Brezilya’da, Fapesp’in araştırma, yenilik ve yayma merkezlerinden (RIDC’ler) biri olan Gıda Araştırma Merkezi (FORC) ile ilişkili bir grup, pektinler gibi, sindirilemez suda çözünür polisakkaritlerin (biyoaktif polisakkaritler) insanlar üzerindeki biyolojik etkilerinin teknolojik olarak ortaya çıkmasına ve değerlendirilmesine odaklanmıştır.

Papaya, tutku meyvesi ve narenciye’de bulunan pektinler, bu meyvelerde lifin büyük bir bölümünü oluşturur ve kronik bulaşıcı olmayan hastalıklarda bir azalmaya bağlanmıştır.

Bununla birlikte, bu bileşiklerin papaya gibi meyvelerden çıkarılmasındaki bazı zorluklar, çok hızlı olgunlaşmaları, hamurun yumuşatılmasına ve bağırsak mikrobiyotasının modülasyonu gibi biyolojik etkilere bağlı olan pektinlerinin yapılarının kimyasal modifikasyonuna neden olmalarıdır.

“Meyve olgunlaşması sırasında, pektinlerin yapısını değiştiren, yararlı biyolojik etkilerini azaltan enzimler ifade edilir. Öte yandan, bağırsakta yararlı aktiviteler sunmak için tutku meyvesi ve narenciye pektinleri kimyasal olarak değiştirilmelidir.” Agência Fapesp’e söyledi.

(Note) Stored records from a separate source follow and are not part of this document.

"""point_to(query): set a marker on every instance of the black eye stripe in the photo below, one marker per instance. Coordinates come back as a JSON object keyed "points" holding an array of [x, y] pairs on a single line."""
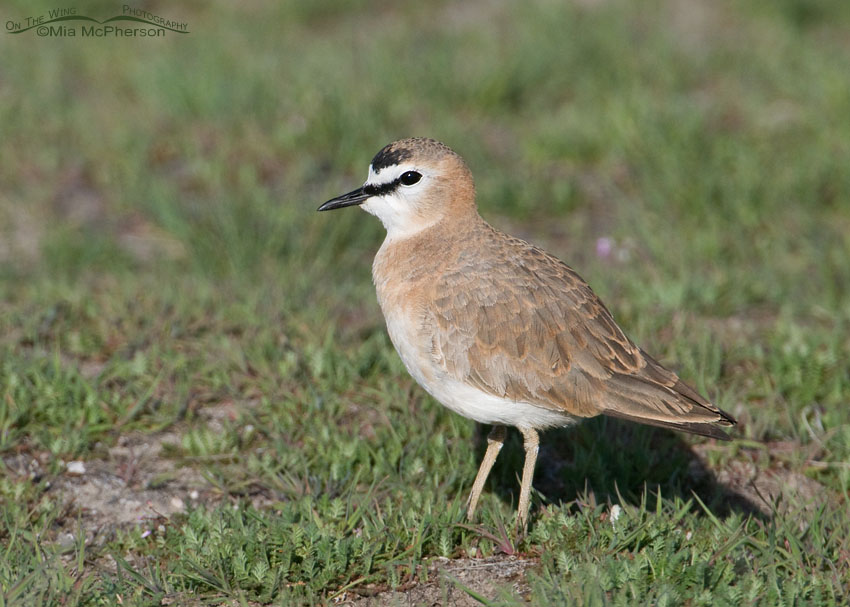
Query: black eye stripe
{"points": [[384, 188], [380, 190]]}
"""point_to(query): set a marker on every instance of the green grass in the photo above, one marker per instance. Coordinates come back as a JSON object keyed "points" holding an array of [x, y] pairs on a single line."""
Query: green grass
{"points": [[163, 273]]}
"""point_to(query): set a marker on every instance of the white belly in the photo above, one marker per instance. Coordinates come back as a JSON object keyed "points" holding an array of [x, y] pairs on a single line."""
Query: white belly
{"points": [[460, 397]]}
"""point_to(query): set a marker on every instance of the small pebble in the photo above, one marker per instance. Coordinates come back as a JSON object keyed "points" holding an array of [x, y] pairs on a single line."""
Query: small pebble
{"points": [[76, 468]]}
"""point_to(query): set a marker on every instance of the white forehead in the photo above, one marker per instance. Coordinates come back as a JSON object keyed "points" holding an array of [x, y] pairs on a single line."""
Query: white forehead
{"points": [[388, 174]]}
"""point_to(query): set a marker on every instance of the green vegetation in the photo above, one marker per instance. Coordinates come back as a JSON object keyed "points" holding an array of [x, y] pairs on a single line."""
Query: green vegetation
{"points": [[175, 315]]}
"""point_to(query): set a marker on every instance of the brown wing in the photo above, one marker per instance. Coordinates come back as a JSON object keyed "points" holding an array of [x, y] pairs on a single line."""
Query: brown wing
{"points": [[535, 332]]}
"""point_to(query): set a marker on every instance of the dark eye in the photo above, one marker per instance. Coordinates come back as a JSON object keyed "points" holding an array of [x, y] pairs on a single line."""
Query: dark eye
{"points": [[410, 177]]}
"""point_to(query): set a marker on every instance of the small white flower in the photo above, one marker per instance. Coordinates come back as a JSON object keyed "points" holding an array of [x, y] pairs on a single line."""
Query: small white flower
{"points": [[616, 511]]}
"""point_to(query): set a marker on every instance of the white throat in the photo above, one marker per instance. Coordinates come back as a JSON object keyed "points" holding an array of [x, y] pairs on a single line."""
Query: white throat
{"points": [[400, 209]]}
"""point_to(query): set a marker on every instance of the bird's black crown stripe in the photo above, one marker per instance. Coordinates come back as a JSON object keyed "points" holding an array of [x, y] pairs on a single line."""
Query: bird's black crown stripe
{"points": [[389, 156]]}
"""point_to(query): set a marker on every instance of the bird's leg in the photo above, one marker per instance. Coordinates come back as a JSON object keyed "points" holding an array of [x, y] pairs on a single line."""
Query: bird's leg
{"points": [[495, 440], [531, 442]]}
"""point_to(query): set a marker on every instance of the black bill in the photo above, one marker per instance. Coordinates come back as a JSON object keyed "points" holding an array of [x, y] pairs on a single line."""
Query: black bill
{"points": [[358, 196]]}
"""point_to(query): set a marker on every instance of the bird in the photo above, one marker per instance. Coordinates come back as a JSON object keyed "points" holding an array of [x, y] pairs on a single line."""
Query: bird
{"points": [[495, 328]]}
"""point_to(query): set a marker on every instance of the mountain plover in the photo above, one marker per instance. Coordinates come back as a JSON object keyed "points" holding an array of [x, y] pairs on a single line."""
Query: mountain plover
{"points": [[496, 329]]}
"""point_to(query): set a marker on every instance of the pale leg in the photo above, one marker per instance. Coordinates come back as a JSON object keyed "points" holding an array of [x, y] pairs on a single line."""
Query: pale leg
{"points": [[532, 444], [494, 444]]}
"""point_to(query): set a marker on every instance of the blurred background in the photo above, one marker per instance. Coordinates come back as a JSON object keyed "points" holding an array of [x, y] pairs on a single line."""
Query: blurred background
{"points": [[160, 252]]}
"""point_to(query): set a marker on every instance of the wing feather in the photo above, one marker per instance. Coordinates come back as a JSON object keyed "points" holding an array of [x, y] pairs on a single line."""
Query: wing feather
{"points": [[526, 327]]}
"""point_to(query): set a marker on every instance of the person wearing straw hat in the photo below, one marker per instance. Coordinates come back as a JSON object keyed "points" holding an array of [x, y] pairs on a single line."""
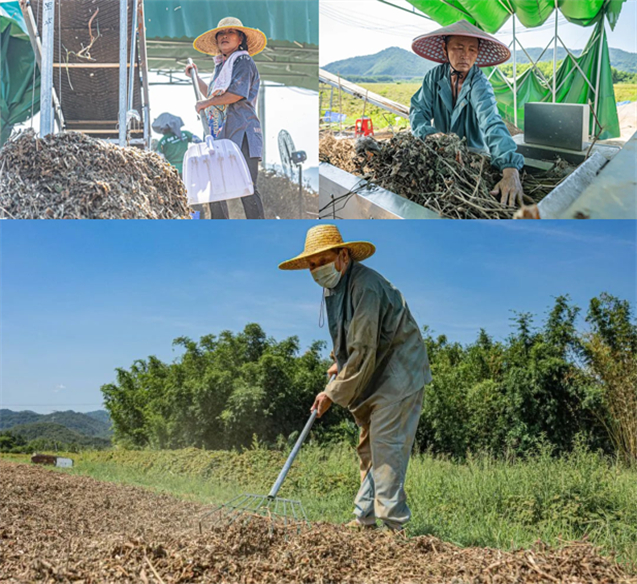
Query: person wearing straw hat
{"points": [[457, 97], [231, 100], [175, 141], [381, 368]]}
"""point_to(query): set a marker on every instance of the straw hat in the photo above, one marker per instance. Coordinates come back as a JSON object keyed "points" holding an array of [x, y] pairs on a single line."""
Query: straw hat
{"points": [[323, 238], [491, 52], [207, 42]]}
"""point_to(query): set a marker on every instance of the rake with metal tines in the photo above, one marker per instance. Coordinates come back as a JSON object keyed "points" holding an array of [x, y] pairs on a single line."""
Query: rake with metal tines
{"points": [[286, 513]]}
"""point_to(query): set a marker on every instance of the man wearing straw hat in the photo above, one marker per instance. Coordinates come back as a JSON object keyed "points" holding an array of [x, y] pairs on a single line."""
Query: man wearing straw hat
{"points": [[457, 97], [230, 106], [381, 368]]}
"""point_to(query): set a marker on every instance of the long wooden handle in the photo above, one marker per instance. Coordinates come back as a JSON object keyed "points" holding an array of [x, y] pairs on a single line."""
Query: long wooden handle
{"points": [[202, 115]]}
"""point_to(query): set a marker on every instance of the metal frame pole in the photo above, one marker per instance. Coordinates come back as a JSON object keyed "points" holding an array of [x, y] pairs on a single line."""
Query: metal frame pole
{"points": [[515, 76], [123, 65], [557, 14], [144, 73], [131, 78], [46, 69]]}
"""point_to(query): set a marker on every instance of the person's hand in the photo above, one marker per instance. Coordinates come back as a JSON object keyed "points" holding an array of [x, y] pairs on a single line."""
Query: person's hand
{"points": [[322, 403], [201, 105], [509, 188]]}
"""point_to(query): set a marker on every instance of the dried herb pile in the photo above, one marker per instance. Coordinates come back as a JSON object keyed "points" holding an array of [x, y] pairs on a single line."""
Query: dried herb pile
{"points": [[59, 527], [338, 152], [72, 176], [439, 173]]}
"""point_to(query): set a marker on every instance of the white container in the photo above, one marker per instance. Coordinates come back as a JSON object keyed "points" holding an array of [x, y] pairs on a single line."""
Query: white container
{"points": [[215, 170]]}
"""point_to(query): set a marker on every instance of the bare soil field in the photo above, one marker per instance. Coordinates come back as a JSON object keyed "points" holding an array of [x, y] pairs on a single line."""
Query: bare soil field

Bunu yapmak için, Brezilyalı araştırmacılar portin albedo ve tutku meyvesinden pektin çıkarmak için teknikler geliştirdiler – meyve meyve suyu yapmak için işlendiğinde normalde atılan kabuk ve hamur arasındaki beyaz kısım – biyolojik aktivitesini arttırmak için moleküler karmaşıklığını azaltmak için laboratuvarda değiştirmek için.

Gelişme, Papaya ve Chayote gibi etli meyvelerden pektin çıkarma sürecine bir patentle sonuçlandı. Pektinin tutku meyve yan ürünlerinden modifikasyonunu kapsayan ikinci bir patent, dosyalanma sürecindedir.

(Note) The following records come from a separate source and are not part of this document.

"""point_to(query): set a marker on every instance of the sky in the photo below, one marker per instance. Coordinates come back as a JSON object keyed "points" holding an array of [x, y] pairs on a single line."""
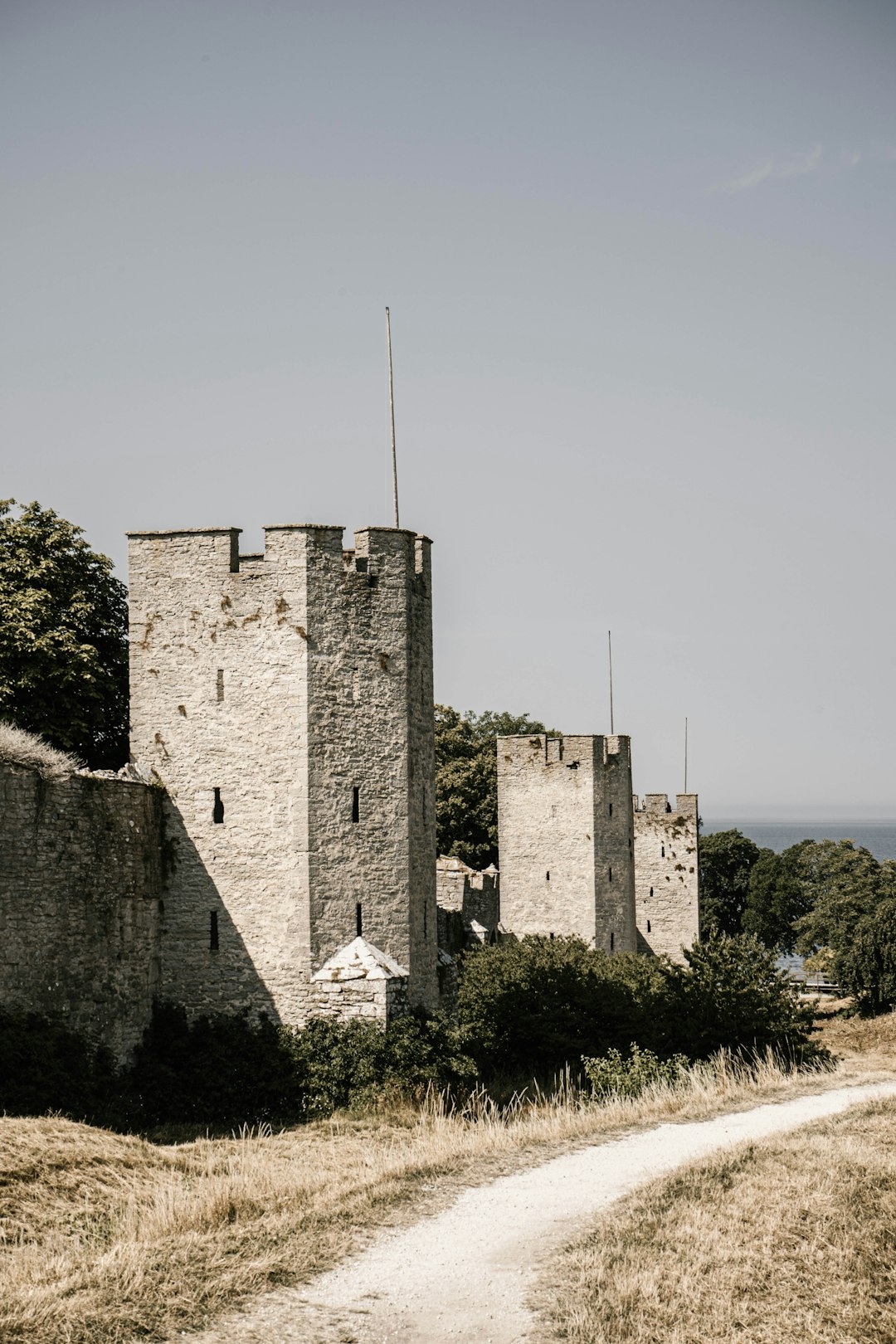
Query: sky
{"points": [[641, 265]]}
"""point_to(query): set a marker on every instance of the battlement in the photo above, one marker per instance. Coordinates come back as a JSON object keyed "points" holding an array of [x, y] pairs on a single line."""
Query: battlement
{"points": [[540, 750], [657, 804], [288, 546]]}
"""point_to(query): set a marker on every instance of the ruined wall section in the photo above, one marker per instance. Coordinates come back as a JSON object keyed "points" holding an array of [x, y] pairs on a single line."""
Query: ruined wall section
{"points": [[566, 838], [666, 874], [616, 929], [218, 709], [373, 758], [80, 902], [265, 691]]}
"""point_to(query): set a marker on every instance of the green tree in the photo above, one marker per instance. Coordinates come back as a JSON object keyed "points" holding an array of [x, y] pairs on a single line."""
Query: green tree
{"points": [[731, 995], [63, 645], [726, 862], [865, 967], [466, 780], [843, 884], [777, 898]]}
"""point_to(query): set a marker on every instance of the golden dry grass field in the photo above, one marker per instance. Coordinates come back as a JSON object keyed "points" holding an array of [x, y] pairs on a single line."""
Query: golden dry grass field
{"points": [[781, 1242], [108, 1238]]}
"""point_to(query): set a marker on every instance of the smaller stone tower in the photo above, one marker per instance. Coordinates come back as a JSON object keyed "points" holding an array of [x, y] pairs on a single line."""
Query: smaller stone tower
{"points": [[666, 874], [566, 838]]}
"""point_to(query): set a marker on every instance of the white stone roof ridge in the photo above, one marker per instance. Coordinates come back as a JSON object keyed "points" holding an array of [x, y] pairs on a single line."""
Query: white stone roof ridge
{"points": [[360, 960]]}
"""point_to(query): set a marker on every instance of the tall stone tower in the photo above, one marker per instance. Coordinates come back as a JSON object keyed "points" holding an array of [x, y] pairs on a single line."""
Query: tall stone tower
{"points": [[285, 699], [566, 838], [666, 874]]}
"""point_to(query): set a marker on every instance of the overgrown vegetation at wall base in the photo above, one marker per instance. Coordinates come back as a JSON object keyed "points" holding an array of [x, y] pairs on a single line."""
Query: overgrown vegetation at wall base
{"points": [[466, 788], [543, 1003], [527, 1011]]}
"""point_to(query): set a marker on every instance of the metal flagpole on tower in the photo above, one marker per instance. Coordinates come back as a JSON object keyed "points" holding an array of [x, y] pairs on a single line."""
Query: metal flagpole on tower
{"points": [[388, 347], [685, 753], [610, 660]]}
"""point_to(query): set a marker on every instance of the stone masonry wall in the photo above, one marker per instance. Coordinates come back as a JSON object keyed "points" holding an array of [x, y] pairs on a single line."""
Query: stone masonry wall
{"points": [[666, 874], [566, 838], [282, 700], [80, 902]]}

Fabi, “Bu pektinleri bir laboratuvar ölçeğinde çıkarmak ve değiştirmek için zaten bir prototipimiz var. Fikir, modifiye pektin açısından zengin bir un gibi, takviye veya gıda bileşeni olarak tüketilebilecek bir ürün elde etmektir.” Dedi.

Diğer gruplarla ortaklaşa, araştırmacılar modifiye pektinler ile artan biyolojik aktivite arasındaki korelasyonu göstermek için hayvan çalışmaları gerçekleştirdiler.

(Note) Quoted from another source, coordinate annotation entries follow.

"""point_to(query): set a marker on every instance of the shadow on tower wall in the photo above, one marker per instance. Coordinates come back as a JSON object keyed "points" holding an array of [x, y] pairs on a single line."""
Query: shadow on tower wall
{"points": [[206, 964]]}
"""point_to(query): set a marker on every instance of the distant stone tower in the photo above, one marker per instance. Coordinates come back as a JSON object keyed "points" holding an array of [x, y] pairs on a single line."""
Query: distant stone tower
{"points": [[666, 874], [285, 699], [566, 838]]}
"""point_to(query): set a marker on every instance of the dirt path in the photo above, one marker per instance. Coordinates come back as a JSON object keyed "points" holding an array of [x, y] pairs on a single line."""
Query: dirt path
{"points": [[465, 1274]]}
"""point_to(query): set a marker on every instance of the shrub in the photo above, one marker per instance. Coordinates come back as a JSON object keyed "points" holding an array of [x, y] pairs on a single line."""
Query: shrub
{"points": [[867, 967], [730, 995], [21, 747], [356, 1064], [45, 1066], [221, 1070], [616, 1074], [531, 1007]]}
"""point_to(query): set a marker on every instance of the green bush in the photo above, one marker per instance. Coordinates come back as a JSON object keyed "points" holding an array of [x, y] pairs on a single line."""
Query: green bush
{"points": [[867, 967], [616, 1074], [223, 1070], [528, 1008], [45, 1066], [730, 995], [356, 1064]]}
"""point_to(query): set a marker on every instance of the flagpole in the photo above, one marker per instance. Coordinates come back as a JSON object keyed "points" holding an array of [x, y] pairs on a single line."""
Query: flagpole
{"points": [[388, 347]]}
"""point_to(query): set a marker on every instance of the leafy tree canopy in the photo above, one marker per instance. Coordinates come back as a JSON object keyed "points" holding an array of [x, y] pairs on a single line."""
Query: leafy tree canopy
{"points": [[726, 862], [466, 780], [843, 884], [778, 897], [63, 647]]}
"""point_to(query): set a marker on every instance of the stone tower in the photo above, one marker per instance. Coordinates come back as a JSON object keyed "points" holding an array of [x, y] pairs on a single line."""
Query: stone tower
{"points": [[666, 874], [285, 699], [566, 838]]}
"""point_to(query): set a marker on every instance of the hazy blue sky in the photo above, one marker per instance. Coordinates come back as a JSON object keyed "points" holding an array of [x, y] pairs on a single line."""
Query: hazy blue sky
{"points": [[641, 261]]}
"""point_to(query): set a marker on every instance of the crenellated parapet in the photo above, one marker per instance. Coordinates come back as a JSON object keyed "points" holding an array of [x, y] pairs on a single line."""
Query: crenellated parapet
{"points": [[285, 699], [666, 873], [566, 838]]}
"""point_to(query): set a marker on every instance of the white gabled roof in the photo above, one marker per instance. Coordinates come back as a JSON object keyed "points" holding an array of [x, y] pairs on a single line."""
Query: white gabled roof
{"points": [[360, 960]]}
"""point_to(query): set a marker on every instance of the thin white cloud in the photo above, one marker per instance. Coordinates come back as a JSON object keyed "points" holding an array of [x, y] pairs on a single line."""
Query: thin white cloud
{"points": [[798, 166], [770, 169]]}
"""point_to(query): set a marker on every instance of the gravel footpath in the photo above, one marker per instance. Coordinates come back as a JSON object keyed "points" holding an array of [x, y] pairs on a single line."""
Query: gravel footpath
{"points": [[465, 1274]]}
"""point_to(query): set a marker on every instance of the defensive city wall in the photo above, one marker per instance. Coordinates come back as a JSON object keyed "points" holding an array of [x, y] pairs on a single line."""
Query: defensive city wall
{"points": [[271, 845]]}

Araştırmacı, “Bu klinik öncesi çalışmalar, kolon kanserinin kemoterapi tedavisine ve hatta bağırsak mikrobiyotasının faydalı modülatörleri olarak adjuvan olarak klinik çalışmaların (modifiye edilmiş pektinlerle) geliştirilmesi için bir temel oluşturabilir.” Dedi.